Accelerating Large-Scale Graph Processing with FPGAs

Lesson Learned and Future Directions

More Info
expand_more

Abstract

Processing graphs on a large scale presents a range of difficulties, including irregular memory access patterns, device memory limitations, and the need for effective partitioning in distributed systems, all of which can lead to performance problems on traditional architectures such as CPUs and GPUs. To address these challenges, recent research emphasizes the use of Field-Programmable Gate Arrays (FPGAs) within distributed frameworks, harnessing the power of FPGAs in a distributed environment for accelerated graph processing. This paper examines the effectiveness of a multi-FPGA distributed architecture in combination with a partitioning system to improve data locality and reduce inter-partition communication.

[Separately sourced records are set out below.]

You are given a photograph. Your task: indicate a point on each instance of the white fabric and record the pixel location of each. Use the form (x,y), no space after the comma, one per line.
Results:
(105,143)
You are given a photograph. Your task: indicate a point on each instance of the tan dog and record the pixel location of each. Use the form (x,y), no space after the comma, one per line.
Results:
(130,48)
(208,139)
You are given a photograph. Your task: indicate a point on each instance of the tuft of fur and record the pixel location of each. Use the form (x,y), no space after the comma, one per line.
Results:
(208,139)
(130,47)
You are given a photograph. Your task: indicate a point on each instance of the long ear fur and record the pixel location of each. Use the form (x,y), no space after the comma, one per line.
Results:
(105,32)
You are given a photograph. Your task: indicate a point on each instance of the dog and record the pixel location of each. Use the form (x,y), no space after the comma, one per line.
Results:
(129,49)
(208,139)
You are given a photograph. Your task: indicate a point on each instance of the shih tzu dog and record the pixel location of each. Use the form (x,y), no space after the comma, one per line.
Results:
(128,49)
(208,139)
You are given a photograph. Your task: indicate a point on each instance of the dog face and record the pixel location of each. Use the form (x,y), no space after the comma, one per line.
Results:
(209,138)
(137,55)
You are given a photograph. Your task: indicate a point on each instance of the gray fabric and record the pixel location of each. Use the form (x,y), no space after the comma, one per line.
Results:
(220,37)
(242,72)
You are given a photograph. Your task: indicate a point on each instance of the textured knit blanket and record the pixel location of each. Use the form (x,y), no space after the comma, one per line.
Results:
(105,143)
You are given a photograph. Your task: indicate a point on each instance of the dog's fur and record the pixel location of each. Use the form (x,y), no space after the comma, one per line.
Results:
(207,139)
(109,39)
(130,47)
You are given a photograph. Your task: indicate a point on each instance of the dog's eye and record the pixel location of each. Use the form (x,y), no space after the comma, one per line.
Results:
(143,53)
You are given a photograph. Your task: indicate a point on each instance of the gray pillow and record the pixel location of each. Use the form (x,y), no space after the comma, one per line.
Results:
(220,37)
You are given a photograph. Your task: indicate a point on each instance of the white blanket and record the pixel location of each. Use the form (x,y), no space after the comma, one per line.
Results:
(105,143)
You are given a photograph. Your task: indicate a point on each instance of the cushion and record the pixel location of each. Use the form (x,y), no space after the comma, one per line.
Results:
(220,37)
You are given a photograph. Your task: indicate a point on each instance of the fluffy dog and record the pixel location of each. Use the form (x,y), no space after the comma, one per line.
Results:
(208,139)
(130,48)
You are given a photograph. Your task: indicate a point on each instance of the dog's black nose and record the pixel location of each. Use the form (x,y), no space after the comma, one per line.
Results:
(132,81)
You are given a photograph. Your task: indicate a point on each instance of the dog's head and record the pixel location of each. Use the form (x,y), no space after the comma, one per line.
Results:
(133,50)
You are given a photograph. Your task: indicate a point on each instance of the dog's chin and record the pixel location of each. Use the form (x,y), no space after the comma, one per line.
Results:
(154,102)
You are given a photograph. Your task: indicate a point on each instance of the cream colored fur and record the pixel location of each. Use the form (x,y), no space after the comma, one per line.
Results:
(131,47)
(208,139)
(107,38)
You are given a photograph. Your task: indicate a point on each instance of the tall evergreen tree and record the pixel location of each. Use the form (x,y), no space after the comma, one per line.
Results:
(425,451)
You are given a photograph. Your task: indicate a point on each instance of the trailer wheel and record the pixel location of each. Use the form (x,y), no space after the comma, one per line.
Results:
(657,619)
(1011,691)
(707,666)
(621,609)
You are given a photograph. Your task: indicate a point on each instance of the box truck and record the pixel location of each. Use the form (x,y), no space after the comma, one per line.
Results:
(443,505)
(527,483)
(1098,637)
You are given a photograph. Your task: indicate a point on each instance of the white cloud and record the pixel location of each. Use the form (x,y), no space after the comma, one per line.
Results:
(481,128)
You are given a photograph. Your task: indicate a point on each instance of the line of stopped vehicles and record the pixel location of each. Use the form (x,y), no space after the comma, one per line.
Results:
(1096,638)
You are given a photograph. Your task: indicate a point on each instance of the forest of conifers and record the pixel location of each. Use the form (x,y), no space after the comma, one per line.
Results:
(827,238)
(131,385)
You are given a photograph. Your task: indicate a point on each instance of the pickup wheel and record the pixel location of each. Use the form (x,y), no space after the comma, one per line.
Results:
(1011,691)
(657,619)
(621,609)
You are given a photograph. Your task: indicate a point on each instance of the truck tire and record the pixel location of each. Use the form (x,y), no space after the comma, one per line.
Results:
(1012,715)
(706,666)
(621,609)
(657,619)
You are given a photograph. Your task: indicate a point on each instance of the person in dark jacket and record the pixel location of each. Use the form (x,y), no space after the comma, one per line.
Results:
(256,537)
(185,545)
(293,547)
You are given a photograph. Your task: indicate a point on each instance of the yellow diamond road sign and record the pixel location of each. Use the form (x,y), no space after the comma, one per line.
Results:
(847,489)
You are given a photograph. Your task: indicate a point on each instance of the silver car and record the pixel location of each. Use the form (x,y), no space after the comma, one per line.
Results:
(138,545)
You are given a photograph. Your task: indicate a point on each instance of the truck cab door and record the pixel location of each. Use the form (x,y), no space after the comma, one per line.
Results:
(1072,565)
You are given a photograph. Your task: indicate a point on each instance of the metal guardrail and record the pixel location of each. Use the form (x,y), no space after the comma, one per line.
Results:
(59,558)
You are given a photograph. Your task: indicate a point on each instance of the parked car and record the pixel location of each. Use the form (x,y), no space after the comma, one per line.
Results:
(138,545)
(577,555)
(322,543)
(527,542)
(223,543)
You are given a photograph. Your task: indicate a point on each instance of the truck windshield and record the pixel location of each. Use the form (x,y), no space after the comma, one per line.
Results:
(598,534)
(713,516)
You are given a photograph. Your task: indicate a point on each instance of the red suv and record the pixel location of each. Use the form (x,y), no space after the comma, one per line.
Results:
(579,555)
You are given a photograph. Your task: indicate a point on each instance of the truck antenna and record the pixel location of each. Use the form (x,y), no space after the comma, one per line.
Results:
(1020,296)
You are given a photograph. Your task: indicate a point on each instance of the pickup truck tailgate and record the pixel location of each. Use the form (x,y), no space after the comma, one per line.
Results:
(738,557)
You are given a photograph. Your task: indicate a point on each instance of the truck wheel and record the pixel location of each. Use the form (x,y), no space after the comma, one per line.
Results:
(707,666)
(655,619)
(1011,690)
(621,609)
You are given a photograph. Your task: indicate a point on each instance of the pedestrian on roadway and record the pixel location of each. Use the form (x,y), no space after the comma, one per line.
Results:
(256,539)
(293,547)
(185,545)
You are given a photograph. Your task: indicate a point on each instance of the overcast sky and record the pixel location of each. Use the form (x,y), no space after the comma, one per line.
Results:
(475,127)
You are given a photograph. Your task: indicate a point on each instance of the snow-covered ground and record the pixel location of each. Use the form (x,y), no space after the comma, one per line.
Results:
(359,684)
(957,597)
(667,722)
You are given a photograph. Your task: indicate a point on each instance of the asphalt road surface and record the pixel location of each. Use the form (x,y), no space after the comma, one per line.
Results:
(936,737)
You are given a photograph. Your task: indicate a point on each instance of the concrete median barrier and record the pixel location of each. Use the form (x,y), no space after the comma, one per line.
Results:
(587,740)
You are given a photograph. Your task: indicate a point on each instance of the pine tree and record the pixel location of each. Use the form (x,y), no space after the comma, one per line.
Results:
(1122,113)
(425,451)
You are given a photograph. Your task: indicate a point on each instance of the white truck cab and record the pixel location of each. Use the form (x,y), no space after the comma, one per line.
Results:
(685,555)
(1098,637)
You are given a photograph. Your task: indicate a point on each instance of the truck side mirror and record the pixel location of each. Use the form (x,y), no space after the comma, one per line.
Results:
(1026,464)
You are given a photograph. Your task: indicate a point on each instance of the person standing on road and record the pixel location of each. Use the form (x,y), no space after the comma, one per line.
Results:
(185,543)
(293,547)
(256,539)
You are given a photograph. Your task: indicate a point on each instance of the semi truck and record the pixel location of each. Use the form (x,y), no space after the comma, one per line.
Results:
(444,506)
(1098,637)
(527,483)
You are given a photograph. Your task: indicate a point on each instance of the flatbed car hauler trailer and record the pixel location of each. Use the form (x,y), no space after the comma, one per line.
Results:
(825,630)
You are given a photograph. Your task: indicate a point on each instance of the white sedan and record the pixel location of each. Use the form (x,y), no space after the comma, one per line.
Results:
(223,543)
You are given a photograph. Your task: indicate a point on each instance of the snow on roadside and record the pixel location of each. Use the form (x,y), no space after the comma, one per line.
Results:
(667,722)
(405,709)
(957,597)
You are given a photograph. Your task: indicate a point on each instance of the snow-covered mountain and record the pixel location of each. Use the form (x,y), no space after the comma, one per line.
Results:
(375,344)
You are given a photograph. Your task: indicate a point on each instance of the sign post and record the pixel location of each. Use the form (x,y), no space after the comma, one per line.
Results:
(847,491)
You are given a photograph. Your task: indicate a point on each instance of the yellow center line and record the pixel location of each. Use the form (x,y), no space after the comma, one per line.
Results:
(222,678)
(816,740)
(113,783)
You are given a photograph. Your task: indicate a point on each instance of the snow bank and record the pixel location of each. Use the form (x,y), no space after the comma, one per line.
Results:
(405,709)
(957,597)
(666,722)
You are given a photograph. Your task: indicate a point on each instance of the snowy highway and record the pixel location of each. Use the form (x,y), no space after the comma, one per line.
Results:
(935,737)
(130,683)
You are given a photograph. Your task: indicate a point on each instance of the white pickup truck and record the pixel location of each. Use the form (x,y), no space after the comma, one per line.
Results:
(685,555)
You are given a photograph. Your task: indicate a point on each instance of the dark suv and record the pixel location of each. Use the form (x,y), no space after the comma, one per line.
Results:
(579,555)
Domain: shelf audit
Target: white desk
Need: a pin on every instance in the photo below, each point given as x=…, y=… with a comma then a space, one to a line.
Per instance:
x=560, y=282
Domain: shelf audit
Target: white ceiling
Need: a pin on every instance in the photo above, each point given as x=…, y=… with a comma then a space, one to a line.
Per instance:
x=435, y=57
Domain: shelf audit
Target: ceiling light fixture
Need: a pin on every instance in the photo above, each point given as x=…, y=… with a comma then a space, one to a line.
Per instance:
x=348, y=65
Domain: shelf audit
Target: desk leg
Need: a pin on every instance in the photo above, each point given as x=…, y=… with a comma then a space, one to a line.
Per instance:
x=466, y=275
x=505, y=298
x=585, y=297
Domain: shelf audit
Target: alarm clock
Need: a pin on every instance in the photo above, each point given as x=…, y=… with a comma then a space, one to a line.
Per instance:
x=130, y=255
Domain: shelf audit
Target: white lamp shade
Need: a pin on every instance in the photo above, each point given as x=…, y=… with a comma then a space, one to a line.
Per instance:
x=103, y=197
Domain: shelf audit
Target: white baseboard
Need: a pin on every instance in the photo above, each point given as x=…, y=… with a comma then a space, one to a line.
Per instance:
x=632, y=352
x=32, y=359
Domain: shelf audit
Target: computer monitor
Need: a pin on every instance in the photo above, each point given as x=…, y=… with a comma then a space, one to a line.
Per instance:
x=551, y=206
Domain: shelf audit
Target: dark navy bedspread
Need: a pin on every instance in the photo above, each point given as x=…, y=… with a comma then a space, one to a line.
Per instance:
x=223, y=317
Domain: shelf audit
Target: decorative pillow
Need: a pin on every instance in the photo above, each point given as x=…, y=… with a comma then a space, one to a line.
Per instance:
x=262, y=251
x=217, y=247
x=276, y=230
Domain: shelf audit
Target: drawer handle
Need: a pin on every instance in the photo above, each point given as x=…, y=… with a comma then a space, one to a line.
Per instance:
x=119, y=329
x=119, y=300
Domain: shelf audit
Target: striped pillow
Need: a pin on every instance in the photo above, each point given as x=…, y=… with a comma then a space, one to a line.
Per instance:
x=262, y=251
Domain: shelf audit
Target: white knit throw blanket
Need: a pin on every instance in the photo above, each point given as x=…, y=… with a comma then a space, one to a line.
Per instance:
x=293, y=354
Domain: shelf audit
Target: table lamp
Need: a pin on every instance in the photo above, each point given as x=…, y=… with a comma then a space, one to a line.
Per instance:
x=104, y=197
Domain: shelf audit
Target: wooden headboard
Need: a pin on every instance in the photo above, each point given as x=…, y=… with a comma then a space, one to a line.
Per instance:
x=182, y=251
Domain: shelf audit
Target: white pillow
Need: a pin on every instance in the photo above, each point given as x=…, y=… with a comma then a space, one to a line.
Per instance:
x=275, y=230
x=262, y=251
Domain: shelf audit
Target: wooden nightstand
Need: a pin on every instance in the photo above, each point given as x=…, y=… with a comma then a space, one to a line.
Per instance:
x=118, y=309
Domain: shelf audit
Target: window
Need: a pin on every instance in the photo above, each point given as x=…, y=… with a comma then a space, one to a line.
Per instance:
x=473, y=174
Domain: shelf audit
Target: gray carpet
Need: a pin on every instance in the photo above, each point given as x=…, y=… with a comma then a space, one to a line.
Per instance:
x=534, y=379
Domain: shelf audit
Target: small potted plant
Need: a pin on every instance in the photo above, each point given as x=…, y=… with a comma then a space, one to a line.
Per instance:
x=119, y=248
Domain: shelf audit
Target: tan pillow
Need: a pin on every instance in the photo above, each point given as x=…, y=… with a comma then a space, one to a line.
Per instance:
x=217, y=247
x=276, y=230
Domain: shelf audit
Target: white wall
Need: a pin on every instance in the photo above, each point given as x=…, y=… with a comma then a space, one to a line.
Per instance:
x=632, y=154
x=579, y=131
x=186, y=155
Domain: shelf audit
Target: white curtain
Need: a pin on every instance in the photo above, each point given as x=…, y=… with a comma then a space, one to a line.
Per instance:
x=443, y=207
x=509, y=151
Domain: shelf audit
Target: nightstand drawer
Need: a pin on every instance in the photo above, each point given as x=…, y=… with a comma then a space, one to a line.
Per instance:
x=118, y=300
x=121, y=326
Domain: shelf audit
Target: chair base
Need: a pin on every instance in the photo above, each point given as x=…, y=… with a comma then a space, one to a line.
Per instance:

Utilizing Hadoop at a higher level, the framework maps the graph to the hardware, efficiently distributing pre-processed data to FPGAs. The FPGA processing engine, integrated into a cluster framework, optimizes data transfers, using offline partitioning for large-scale graph distribution. A first evaluation of the framework is based on the popular PageRank algorithm, which assigns a value to each node in a graph based on its importance. In the realm of large-scale graphs, the single FPGA solution outperformed the GPU solution that were restricted by memory capacity and surpassing CPU speedup by 26x compared to 12x. Moreover, when a single FPGA device was limited due to the size of the graph, our performance model showed that a distributed system with multiple FPGAs could increase performance by around 12x. This highlights the effectiveness of our solution for handling large datasets that surpass on-chip memory restrictions.